Stoichiometric Modeling and Stability Analysis of Synthesis of Alkane Reactions Using PINNs with PDFP Optimization: Applications in Pharmaceutical, Rubber, and Fuel

In this study, we present a physics-informed neural network for stoichiometric modeling and stability analysis of synthesis of alkane reactions with optimal control, motivated by applications in the pharmaceutical, rubber, and fuel industries. The reaction in this study mechanism consisting of 12 chemical species and is modeled as a strongly nonlinear mathematical system of ordinary differential equations that represents decarboxylation, radical formation, recombination, and potassium regeneration processes.

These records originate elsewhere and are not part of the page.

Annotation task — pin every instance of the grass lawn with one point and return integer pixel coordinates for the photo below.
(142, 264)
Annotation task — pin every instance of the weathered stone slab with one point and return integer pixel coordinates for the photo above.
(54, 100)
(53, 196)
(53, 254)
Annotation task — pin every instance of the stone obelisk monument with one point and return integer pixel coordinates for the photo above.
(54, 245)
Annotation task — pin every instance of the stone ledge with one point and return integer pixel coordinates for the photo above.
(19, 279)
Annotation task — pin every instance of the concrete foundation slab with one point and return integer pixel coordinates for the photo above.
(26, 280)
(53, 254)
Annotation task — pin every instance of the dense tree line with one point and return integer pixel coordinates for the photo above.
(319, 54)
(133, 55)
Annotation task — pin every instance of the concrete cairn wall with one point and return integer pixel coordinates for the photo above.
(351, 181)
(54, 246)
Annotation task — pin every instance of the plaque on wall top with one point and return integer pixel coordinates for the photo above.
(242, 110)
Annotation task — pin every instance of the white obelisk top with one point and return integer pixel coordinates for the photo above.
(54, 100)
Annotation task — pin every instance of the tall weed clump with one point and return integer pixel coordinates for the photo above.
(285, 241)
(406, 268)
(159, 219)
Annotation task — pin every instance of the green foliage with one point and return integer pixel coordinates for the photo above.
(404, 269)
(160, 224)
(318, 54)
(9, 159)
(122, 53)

Fundamental properties, including well-posedness, equilibrium behavior, stability, and parameter sensitivity, are systematically analyzed. An optimal control formulation with bounded time-dependent control inputs is incorporated to regulate reactive intermediates and suppress undesirable reaction pathways. The controlled kinetic system is solved using a PINNs-based approach that provides simultaneous state prediction and parameter identification without conventional time marching. A preconditioned Davidon Fletcher Powell optimizer is employed to increase the convergence and numerical stability for these dynamics. Numerical experiments and phase space analyses confirm accurate stoichiometric balance, stable controlled trajectories, and strong generalization capability of the model.